NB : La conférence d'Iain Boal est en ligne ici.

(1) Lire à ce sujet Du sang sur les lianes, Daniel Vangroenweghe, réédition Aden, Bruxelles, 2010. Ou le documentaire Le Roi blanc, le caoutchouc rouge et la mort noire, Peter Bate, 2004.

(2) Bien que cette simplicité soit mise à mal par les innovations nombreuses dont il est l'objet (des cadres toujours plus légers et solides mais qu'on ne peut plus souder quand ils cassent), le vélo reste une technique appropriée, un objet dont on peut facilement s'emparer pour ne pas dépendre entièrement du système technique qui l'a produit.

Commentaires

1. Le mercredi, 6 novembre, 2013, 09h53 par Eric Hénunc

Bonjour
Pour compléter vos notes sur l'exploitation du caoutchouc, lire aussi, car très instructif :
"Les Fantômes du roi Léopold : La terreur coloniale dans l'État du Congo, 1884-1908."
http://fr.wikipedia.org/wiki/Les_Fa...

2. Le samedi, 9 novembre, 2013, 19h07 par Aude

Merci Éric !

L'exploitation du caoutchouc au Congo et le génocide qui lui est dû ont donné lieu à la première campagne de presse internationale à but humanitaire, orchestrée par Edmund Morel qui a eu l'idée de faire vêtir de blanc les victimes pour mieux donner à voir leurs mains coupées par l'administration de Léopold II. Aujourd'hui il y a plein de ressources sur cet épisode encore plus dégueulasse que le reste de l'histoire coloniale.
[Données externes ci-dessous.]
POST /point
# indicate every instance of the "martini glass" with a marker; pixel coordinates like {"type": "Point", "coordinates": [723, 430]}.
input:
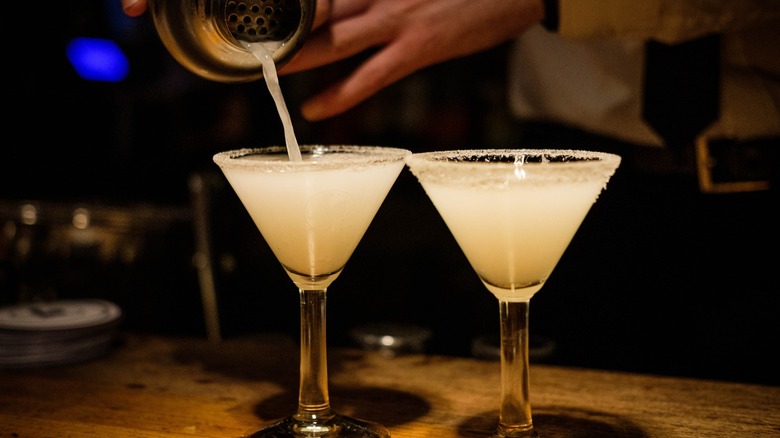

Voici ici pour le documentaire de Peter Bate, en anglais.

3. Le dimanche, 10 novembre, 2013, 22h30 par paul

ah ben mince !
moi qui ait depuis mon enfance une affection particulière pour mon vélo...
j'suis un peu tourneboulé là !

4. Le lundi, 11 novembre, 2013, 08h58 par Aude

Si vous avez le même depuis l'enfance, votre impact environnemental reste bien faible ! D'où la nécessité d'entretenir les vélos et de récupérer les pièces...

5. Le lundi, 11 novembre, 2013, 10h32 par paul

ben, non en fait, je n'ai pas le même depuis l'enfance.
j'ai eu un premier petit vélo dans mon enfance que j'ai conservé pendant très longtemps jusqu'à ce qu'il me soit impossible de rouler avec en grandissant, puis un second plus à ma taille, qui m'a été volé. ensuite j'ai récupéré celui de mon père que j'ai conservé pendant environ 15 ans et qui m'a été volé. j'ai alors récupéré celui de mon frère, vélo de jeunesse, que j'ai encore. et puis j'en ai récupéré un dans une décharge que j'ai retapé. la récupération est mon mode d'approvisionnement matériel le plus fréquent depuis toujours. ça m'a été "appris" par mon grand père. comment se démerder quand on n'a rien. j'ai longtemps fait ça aussi pour la plus part de mes vêtements.
nan
mais
ce qui est important pour moi, c'est qu'un objet, qui peut entrer dans ma vie selon mon jugement de valeur, il a besoin d'être aimé. je sais que c'est une projection magique. mais je ne peux pas regarder un objet sans relation affective. ça dépend aussi de ce que représente l'objet pour moi. c'est évidemment par pareil entre un livre de "qualité" (jugement subjectif évidemment) que pour un objet que je méprise à cause de sa fonction : par exemple un téléviseur, ça c'est de la merde et il FAUT le haïr. il y a la même chose avec une voiture de grosse cylindrée, une bétaillère familiale, un objet de luxe, une arme etc...

ça me rappelle que quand les soviétiques entrèrent en allemagne, on raconte souvent, par propagande, que les moujiks cassaient tous les objets qui ne correspondaient pas à leur mode de vie..

moi je casse pas. mais je recycle simplement en fonction de l'utilité rencontrée.
ensuite, quand ça entre dans ma vie, je m'y attache très vite et j'entretiens.